Search code examples

gsutil command to delete old files from last day

I have a bucket in google cloud storage. I have a tmp folder in bucket. Thousands of files are being created each day in this directory. I want to delete files that are older than 1 day every night. I could not find an argument on gsutil for this job. I had to use a classic and simple shell script to do this. But the files are deleting very slowly.

I have 650K files accumulated in the folder. 540K of them must be deleted. But my own shell script worked for 1 day and only 34K files could be deleted.

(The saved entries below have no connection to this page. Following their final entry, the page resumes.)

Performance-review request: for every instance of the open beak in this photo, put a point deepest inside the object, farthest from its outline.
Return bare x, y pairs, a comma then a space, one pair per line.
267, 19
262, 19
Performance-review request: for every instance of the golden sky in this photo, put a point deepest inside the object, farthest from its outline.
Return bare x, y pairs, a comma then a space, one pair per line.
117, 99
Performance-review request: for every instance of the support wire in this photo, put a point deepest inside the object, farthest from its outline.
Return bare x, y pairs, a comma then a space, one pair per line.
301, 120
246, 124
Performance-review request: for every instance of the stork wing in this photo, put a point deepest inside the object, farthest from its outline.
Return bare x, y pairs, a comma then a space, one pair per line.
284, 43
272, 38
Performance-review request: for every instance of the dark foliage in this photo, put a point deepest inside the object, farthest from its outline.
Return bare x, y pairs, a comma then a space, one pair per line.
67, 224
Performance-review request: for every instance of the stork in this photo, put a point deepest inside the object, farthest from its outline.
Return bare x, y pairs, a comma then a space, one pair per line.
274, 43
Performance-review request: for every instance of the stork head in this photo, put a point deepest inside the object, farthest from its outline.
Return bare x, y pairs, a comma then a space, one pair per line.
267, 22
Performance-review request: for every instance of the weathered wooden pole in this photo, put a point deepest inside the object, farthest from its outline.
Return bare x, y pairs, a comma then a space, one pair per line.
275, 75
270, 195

The gsutil lifecycle feature is not able to do exactly what I want. He's cleaning the whole bucket. I just want to delete the files regularly at the bottom of certain folder.. At the same time I want to do deletion faster.

I'm open to your suggestions and your help. Can I do this with a single gsutil command? or a different method?

simple script I created for testing (I prepared to delete bulk files temporarily.)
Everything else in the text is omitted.